あなたは、頸(くび)の痛みを経験したことはあるでしょうか?
実は頸部痛(首の痛み)は腰痛と並んで、運動器疾患の中でもよくみられるものです。
「生涯の内に経験する割合は50%を超える」といった報告もあります。
また厄介なことに、頸部痛は腰痛よりも痛みや機能障害が残存する傾向にあることが示されています。
頸部痛を発症する人としては、中年世代に多く、その中でも女性に多いと言われています。
(参照:三木貴弘 他:Treatment Based Classification に基づいた頸部痛に対する多面的な介入.理学療法学 第 46 巻第 2 号.2019 )
そんな頸部痛ですが、原因は多種多様です。
ざっと紹介すると以下のようなものがあります。
- 外傷が明らか。→頸椎捻挫の可能性あり。
- 明らかな外傷がなく急に出現。
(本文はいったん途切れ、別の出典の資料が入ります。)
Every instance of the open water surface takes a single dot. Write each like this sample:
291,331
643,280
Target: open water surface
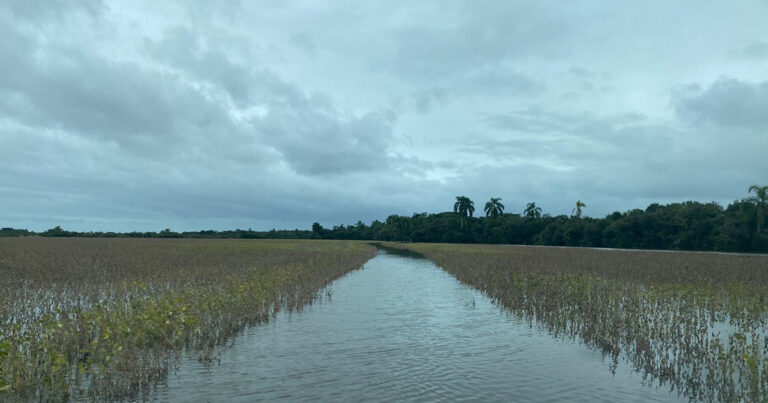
402,329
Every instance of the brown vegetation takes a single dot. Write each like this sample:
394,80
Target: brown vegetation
102,318
696,322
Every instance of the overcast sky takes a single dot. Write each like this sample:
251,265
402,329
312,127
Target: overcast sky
142,115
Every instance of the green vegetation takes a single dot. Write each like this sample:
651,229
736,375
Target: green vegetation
694,322
103,318
494,207
739,227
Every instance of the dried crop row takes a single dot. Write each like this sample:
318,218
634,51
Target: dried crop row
695,322
104,318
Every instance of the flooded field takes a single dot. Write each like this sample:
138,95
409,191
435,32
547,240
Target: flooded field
403,329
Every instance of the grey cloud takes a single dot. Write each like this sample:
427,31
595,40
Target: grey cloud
315,143
755,50
479,35
728,102
276,114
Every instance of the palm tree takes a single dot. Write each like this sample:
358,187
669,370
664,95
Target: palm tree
577,210
494,208
531,211
761,200
464,206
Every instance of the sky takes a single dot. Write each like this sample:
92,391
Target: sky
144,115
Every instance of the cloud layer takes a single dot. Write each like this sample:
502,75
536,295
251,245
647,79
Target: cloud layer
144,115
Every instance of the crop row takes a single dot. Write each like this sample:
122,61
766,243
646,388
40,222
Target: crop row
696,323
102,319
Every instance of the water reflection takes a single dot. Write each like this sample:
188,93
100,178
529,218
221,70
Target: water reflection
403,329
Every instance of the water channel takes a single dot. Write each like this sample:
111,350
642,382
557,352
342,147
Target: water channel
403,329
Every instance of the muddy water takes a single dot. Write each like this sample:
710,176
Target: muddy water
404,330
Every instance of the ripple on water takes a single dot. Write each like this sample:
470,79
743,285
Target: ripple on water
403,329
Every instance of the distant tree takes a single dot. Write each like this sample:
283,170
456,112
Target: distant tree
465,207
494,207
577,209
317,230
531,211
761,200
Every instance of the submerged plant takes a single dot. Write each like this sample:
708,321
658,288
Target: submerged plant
105,318
697,323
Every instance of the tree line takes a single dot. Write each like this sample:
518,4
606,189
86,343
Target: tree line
690,225
738,227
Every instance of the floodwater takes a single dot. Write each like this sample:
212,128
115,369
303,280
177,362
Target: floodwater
402,329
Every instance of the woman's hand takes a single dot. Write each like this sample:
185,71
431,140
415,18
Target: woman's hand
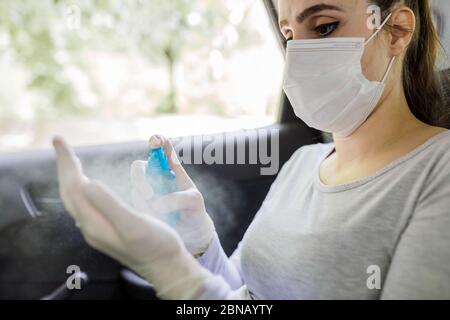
195,228
145,244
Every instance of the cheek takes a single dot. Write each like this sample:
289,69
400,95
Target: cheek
372,64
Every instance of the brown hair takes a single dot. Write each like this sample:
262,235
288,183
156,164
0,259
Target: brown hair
421,80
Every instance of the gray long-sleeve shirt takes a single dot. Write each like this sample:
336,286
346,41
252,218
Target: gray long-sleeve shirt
384,237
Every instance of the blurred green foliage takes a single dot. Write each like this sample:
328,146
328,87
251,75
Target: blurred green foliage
48,36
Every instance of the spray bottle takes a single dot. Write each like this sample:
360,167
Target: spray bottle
160,177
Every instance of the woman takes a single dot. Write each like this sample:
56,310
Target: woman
366,217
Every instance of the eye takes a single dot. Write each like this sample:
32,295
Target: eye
326,29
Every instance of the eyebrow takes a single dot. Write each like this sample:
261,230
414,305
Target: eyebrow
305,14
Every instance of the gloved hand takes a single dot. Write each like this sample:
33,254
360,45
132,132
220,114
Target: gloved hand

→急性疼痛性頸部拘縮、環軸椎回旋位固定(AARF)など。
- 発熱を認める。→crowned dens syndrome(CDS:頸椎環軸関節偽痛風)や感染性脊椎炎など。
- 急性ではないが、安静でも痛みが軽減しない。→頸椎腫瘍、内因性(心筋梗塞の関連痛,気胸による背部痛)など。
- 急性ではないが、安静で痛みが軽減する。→後頭神経痛、頚椎症、頸部筋筋膜炎、頚椎症性神経根症など。
以上のように頸部痛の原因は様々です。
(参照:内科臨床誌 メディチーナ Vol.60 No.7.整形外科プライマリ・ケア 内科医が知りたい整形外科疾患のすべて.医学書院.2023)
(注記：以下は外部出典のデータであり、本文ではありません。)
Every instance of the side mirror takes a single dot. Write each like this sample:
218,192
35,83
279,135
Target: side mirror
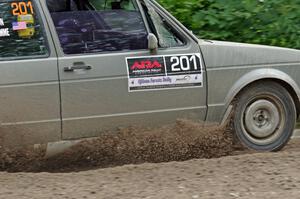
152,43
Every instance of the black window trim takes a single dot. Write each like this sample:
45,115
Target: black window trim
186,40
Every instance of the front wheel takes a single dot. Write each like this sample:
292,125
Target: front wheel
265,117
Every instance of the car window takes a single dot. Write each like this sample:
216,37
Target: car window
85,26
21,32
166,35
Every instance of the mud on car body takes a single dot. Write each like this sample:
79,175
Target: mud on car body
72,69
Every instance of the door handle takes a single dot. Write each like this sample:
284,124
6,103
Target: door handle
73,68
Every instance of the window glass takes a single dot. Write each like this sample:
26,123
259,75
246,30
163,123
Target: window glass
92,26
21,33
166,35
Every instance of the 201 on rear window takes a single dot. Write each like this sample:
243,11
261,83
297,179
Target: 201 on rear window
21,32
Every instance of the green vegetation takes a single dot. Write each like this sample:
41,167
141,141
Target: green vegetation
270,22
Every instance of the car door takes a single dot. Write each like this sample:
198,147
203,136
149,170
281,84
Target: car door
108,76
29,87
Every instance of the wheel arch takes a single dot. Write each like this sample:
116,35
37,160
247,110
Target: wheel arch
259,75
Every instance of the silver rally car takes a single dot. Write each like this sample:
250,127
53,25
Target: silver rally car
72,69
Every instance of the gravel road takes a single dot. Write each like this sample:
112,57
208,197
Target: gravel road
256,175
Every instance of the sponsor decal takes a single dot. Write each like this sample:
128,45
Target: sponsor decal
164,72
4,32
19,25
1,22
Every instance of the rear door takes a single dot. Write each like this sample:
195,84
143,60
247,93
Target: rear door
29,88
109,78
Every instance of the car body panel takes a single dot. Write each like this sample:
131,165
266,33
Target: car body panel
243,64
98,100
30,98
50,104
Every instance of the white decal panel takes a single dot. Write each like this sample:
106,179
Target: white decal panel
164,72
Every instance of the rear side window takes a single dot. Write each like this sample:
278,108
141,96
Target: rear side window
21,32
95,26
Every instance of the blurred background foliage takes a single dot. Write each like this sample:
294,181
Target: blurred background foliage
270,22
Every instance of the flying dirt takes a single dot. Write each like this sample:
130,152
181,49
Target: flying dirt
181,141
頸部痛は罹患率が高いのですが、注意の必要な病気が隠れている可能性もあるので、症状が持続し、気になる方は一度、医療機関に受診するのがオススメです。
原因が多種多様であり、腰痛と比べると機能障害が残りやすいといった特徴があるため、全てを一括りにして語ることはできませんが、今日はそんな頸部痛に対して、有効であるとされている運動についてご紹介したいと思います。
1.頸部痛に有効な運動とは?
頸部痛に対して有効な運動とは。
※持久力トレーニングやストレッチは単独ではなく、筋力強化との併用で効果あり。
(参照:Cochrane:Exercise for Neck Pain)
またfMRIを用いて頸部の筋肉を評価した研究によると、頸部に痛みが発生すると頸部深層屈筋群(首を曲げるインナーマッスル)の活動が早期に変化するといった特徴が報告されています。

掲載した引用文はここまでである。